The two messages differ by 1 characters


In [2]:
# Create new SHA-256 hash objects, one for each message
chf_1 = hashes.Hash(hashes.SHA256(), backend=default_backend())
chf_2 = hashes.Hash(hashes.SHA256(), backend=default_backend())

# Update each hash object with the bytes of the corresponding message
chf_1.update(message_1)
chf_2.update(message_2)

# Finalize the hash process and obtain the digests
digest_1 = chf_1.finalize()
digest_2 = chf_2.finalize()

#Convert the resulting hash to hexadecimal strings for convenient printing
digest_1_str = digest_1.hex()
digest_2_str = digest_2.hex()

#Print out the digests as strings 
print(f"digest-1: {digest_1_str}")
print(f"digest-2: {digest_2_str}")

print(f"The two digests differ by { char_diff(digest_1_str, digest_2_str)} characters")
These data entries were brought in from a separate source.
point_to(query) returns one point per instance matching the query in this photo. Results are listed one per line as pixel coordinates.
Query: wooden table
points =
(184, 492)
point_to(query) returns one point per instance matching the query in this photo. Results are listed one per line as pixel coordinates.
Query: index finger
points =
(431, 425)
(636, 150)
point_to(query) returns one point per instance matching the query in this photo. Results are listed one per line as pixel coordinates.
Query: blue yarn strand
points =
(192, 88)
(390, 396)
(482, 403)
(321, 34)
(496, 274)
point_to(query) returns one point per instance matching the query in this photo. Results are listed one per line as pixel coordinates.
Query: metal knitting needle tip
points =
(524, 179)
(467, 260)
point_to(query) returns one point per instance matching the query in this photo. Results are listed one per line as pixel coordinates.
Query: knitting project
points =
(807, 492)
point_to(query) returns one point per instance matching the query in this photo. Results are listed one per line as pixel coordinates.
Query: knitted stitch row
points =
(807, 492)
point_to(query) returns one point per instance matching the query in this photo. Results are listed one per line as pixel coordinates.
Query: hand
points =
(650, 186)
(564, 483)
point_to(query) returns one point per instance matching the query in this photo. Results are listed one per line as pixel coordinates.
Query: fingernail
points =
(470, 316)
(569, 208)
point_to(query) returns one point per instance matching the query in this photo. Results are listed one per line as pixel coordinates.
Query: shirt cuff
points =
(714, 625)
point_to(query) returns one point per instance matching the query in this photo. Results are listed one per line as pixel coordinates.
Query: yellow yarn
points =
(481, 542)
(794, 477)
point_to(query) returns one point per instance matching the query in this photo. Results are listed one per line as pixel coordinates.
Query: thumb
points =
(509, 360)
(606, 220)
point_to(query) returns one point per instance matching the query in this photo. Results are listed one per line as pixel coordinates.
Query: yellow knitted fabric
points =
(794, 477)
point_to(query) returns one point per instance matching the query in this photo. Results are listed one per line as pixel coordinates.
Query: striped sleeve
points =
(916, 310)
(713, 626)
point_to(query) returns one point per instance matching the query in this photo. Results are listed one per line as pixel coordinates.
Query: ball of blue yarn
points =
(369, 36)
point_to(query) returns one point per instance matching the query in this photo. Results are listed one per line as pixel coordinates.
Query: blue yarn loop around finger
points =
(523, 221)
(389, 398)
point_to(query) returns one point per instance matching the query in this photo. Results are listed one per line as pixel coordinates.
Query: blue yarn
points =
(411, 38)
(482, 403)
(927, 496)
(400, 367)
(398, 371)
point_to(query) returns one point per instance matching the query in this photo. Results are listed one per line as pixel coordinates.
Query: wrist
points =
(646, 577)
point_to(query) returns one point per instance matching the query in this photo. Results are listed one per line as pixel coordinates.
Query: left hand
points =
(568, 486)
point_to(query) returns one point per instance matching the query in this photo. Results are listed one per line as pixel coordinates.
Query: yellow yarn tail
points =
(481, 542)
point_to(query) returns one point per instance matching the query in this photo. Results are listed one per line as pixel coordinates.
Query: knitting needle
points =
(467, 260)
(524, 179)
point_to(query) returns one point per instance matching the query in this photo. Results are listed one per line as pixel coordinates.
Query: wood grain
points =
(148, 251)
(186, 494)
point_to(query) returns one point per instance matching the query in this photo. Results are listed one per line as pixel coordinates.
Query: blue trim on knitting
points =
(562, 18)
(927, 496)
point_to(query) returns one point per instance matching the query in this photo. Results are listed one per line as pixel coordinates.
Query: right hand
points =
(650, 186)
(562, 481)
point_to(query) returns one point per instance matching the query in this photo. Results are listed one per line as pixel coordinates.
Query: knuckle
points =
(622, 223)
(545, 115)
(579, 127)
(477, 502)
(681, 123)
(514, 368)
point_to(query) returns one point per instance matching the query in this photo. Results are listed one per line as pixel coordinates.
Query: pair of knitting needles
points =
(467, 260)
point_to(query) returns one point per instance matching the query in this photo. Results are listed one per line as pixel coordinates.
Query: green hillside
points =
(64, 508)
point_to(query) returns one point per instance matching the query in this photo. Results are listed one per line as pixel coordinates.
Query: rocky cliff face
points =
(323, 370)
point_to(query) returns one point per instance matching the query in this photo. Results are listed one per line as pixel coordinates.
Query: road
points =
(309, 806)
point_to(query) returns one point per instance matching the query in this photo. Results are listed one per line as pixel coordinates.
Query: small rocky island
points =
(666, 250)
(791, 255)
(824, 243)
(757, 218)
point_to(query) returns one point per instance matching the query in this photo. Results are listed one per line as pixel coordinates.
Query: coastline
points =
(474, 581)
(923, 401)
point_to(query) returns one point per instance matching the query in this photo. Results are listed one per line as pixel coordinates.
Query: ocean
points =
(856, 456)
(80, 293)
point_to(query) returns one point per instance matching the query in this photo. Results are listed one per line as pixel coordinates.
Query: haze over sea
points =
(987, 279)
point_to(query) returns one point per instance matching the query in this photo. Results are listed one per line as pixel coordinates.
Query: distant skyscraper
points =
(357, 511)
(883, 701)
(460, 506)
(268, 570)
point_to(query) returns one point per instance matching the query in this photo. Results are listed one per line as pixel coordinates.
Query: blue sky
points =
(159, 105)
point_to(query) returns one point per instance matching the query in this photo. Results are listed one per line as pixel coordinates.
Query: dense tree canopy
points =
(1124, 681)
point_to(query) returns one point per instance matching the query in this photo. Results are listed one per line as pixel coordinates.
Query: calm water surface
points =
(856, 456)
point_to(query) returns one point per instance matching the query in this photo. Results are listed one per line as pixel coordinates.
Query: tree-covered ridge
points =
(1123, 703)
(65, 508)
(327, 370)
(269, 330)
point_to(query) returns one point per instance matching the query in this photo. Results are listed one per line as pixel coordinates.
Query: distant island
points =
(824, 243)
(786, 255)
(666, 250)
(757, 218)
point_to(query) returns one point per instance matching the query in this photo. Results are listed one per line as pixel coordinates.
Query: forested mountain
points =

digest-1: 6e0e6261b7131bd80ffdb2a4d42f9d042636350e45e184b92fcbcc9646eaf1e7
digest-2: 6b0abb368c3a1730f935b68105e3f3ae7fd43d7e786d3ed3503dbb45c74ada46
The two digests differ by 57 characters


Even though the two messages only differed by 1 character, after SHA-256 they differ by 57. 

The security of a CHF is typically assessed based on resistance to two types of attacks: 

#### 1. Pre-Image Resistance

Given a digest, it should be *infeasible* to find the input. A good CHF is designed such that attackers get forced to use a brute force approach, with time complexity $2^n$ 

#### 2. Collision Resistance

It must be difficult to find two different inputs that hash to the same digest. A *cryptographic has collision* occurs when two inputs hash to the same digest. While collisions inevitable exist given the many-to-one nature of CHFs, a good CHF makes it infeasible to locate one at will. 

This prevents any forgeries that hash to the same value, bypassing in-place security measures. 

Collision resistance is a harder requirement than pre-image resistance and necessitates output lengths twice as long as that needed for pre-image resistance. This is because of the brute force attack known as the ***birthday attack*** which can be used to identity hash collisions has time complexity $2^{n/2}$. 

Thus, the security of a hash function is primarily influenced by its hash length. *The longer the hash, the more secure it is.*